No, the diodes are *NOT* there for incoming reverse polarity protection. They are there to protect the regulators and load if one of the unregulated input supply rails goes missing, e.g. due to a blown fuse.
Consider what happens if the -20V input is lost while you've got a load of a board full of OPAMPS drawing say 300mA. Due to the current through the load, the regulated -15V rail will rapidly rise above ground. You've now reverse biassed the 7915 regulator's internal circuits between Out and Gnd, and probably damaged it. Also all the OPAMPs in the load have had any grounded inputs taken well negative with respect to their Vee pin, so the odds are high that they've been damaged as well.

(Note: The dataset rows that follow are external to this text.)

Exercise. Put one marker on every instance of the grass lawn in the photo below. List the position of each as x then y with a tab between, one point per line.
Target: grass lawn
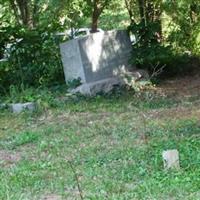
100	144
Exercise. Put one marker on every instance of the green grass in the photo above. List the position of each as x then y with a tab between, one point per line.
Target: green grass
101	138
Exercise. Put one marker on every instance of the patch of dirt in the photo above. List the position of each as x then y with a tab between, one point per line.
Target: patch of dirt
8	158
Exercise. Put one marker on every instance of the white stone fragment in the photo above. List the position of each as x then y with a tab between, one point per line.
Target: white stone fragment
19	107
171	159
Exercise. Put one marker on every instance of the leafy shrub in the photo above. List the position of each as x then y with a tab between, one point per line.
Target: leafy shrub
34	60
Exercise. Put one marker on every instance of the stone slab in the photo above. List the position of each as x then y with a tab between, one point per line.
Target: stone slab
105	86
97	56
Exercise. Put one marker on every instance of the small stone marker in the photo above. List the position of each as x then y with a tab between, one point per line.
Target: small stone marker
19	107
171	159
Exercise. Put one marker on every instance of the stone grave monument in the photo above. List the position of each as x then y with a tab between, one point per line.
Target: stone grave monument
97	59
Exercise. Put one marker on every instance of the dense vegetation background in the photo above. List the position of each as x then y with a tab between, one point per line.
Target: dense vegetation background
167	34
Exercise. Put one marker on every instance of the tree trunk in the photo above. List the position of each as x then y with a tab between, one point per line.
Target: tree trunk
95	17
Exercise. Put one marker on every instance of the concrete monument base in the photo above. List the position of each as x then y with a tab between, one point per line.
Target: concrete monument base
105	86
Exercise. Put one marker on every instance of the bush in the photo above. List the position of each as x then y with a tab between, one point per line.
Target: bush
34	60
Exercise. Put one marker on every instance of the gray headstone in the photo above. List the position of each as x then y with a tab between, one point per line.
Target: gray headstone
96	57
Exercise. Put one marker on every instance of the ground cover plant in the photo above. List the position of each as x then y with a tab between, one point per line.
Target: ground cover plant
95	149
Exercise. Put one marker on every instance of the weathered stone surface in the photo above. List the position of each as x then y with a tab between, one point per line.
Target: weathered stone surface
97	57
91	89
171	159
19	107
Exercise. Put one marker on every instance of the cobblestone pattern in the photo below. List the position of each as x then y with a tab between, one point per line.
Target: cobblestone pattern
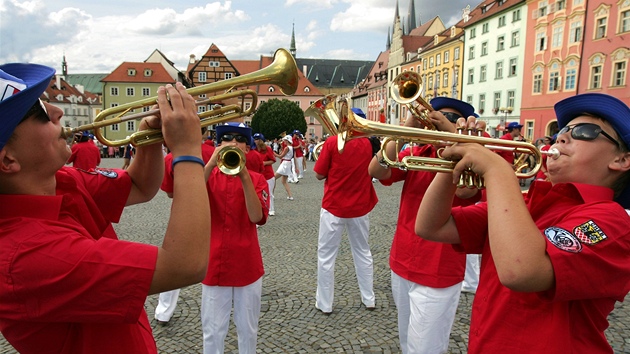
289	322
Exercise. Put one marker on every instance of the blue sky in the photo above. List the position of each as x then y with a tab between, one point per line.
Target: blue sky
96	36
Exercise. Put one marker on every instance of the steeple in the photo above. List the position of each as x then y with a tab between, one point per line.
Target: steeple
292	48
64	66
412	15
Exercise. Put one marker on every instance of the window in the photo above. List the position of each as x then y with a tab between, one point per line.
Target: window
516	39
600	27
569	82
575	32
619	73
554	81
499	71
500	43
516	15
556	39
596	77
513	66
537	83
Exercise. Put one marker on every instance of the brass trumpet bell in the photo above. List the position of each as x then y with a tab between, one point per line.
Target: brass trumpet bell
282	72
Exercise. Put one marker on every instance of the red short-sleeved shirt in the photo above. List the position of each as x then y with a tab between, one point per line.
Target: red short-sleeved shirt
413	258
268	155
85	156
588	241
235	258
68	285
348	189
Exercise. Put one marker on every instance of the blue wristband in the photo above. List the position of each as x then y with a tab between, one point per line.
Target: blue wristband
188	158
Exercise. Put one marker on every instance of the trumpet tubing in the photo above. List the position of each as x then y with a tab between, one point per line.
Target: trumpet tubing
282	72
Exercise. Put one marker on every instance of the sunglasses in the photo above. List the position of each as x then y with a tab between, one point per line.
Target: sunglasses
586	131
452	117
239	138
37	110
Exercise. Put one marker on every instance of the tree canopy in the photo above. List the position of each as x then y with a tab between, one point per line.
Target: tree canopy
276	116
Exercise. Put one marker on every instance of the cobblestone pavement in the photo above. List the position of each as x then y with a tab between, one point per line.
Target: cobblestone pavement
289	322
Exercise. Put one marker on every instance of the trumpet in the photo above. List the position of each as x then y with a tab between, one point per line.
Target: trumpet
282	72
230	160
407	89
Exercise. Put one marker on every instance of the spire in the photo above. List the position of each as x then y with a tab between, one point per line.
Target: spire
292	49
412	16
64	66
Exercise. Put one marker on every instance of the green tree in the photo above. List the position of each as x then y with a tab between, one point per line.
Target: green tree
276	116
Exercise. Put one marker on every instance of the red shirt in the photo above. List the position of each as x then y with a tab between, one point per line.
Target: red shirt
254	162
507	155
167	181
68	284
588	241
85	155
348	189
235	258
268	155
413	258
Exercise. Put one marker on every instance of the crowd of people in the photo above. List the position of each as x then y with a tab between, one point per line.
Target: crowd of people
553	262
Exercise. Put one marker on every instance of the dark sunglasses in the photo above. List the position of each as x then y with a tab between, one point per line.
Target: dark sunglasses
586	131
239	138
452	117
37	110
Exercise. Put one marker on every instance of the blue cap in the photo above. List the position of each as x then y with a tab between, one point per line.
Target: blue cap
259	136
464	108
233	127
514	125
21	85
607	107
358	112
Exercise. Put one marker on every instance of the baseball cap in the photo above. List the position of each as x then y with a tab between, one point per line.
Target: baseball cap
233	127
21	85
464	108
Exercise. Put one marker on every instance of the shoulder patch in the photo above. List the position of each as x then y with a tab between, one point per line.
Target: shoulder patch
107	173
589	233
563	239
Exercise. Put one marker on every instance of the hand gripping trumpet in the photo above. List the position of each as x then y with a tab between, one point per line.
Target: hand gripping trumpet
282	72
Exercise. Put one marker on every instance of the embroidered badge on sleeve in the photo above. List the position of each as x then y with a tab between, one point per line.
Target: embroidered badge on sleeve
563	239
589	233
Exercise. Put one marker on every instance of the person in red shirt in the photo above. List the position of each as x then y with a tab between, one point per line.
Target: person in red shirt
235	271
349	196
549	284
426	276
85	155
268	160
68	284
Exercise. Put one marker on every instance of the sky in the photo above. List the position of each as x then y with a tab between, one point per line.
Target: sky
98	35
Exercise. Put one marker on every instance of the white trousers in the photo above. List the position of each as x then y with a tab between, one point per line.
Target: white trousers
425	315
471	277
330	232
271	182
167	302
216	306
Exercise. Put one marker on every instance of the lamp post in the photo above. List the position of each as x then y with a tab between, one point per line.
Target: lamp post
506	111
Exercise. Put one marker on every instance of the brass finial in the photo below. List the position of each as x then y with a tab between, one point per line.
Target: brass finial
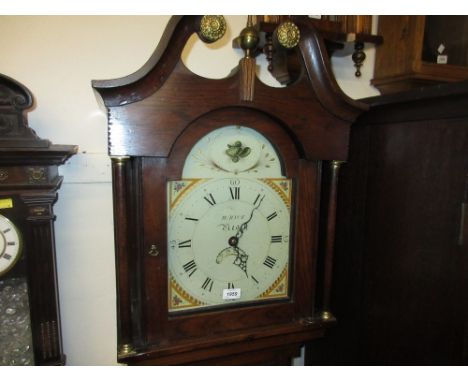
288	34
212	28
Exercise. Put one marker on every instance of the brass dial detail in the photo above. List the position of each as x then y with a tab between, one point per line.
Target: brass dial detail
288	34
212	28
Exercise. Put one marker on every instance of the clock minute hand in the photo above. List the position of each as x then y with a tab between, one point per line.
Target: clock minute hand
244	225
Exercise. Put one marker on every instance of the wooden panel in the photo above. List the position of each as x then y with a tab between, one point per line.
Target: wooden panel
400	275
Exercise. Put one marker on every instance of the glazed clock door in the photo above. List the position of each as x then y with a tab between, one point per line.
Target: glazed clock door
217	190
222	213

Re-connect the -20V supply and the 7915 may well let it straight through unregulated due to the damage, and half your OPAMPs are already 'pining for the fjords' and cant wait to 'elect a pope' as soon as they get power to do so. %DEITY% forbid you've used Tantalum decoupling caps - if so, after a reverse polarity insult, you'd better have a fire extinguisher handy at the next powerup.
The diodes prevent all the drama by limiting rail reversal if one input supply is lost to about 0.6V-0.7V at which voltage, parasitic PN junctions in ICs wont be forward biassed hard enough to pass enough current to damage them especially if the pins in question have any series resistance. If you want to be *REALLY* certain, because you've got a particularly electrically delicate and high value load, use Schottky protection diodes across the regulator outputs to limit rail reversal to under half a volt.
Even more fussy circuits may need power sequencing, but that's highly unlikely to be needed in an audio application that doesn't do DSP signal processing.